In regards to keeping the droop at 120mm for the rear, I am hoping you can help answer my question on the correct way to measure droop. Here is a portion of my statements and questions regarding how to measure the droop which I am hoping you can clear up:



I will absolutely will try increasing my ride height, and making the truck level (same ride height Front & Rear). On my old truck, I avoided raising the ride height to try and help the traction rolling problem I was having. But I believe this was a result of the suspension being so still that the suspension was not rolling when it entered a corner, the truck was merely tipping over, pivoting about the outer contact point of the outside tires. With this trucks suspension setup being drastically softer, I am hoping I will be able to get away with running a higher ride height that doesn't cause the truck to traction roll.

I have two more questions for you:
1) Do you have a piston / spring / oil setup you would recommend trying?
2) I have heard that some of the team Tekno drivers are running the tekno pistons upside down (with the cone pointing upward like an umbrella). This will obviously reduce the shocks overall pack, and slow down the rebound stroke... but I am not sure exactly what that is translating to handling wise on the track? Any insight on this setup change would be greatly appreciated.

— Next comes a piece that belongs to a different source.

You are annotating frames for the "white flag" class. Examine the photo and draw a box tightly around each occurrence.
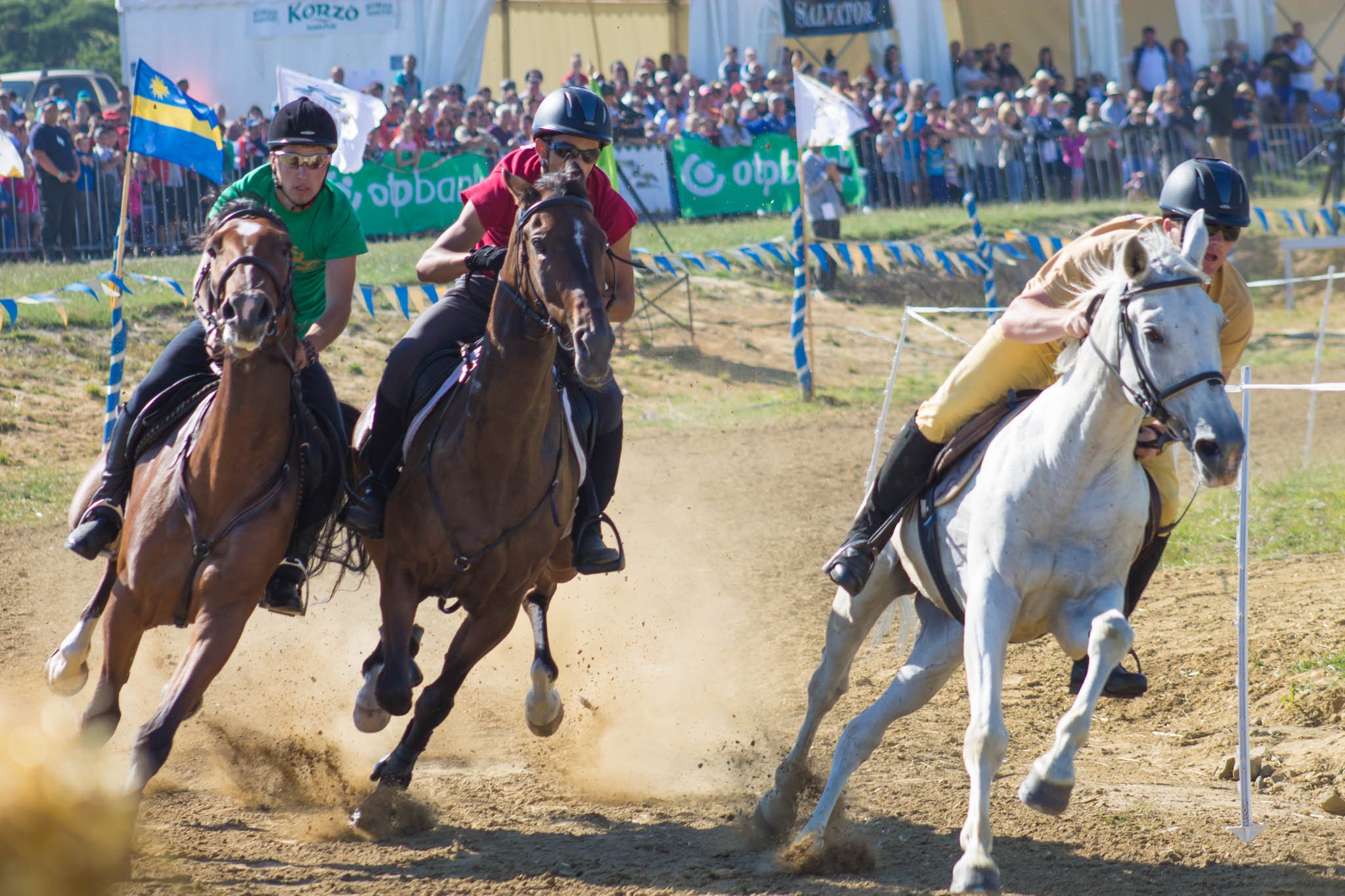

Thanks again for any and all replies!
-Cameron
Hi Cameron,
You are very welcome. We appreciate questions like this as this is a new vehicle and many other customers will inquire about the same information.

You are measuring the droop properly. Basically the droop measurement we are using in the setup sheets is the total shock length measured from center of the shock stand off to center of the screw attaching the shock to the arm.

I do recommend looking at Ryan Lutz's latest setup from Nats. It was very good for a medium traction smooth track with very high speed sections.

I'm trying to understand why your truck is/was traction rolling. In my experience traction rolling is caused by too much weight transfer or by an outside wheel catching a rut and flipping violently or tires having too much traction.

Typically the first thing we do if there is an issue traction rolling or the opposite (sliding too much in a corner) is analyze the traction level and corner smoothness.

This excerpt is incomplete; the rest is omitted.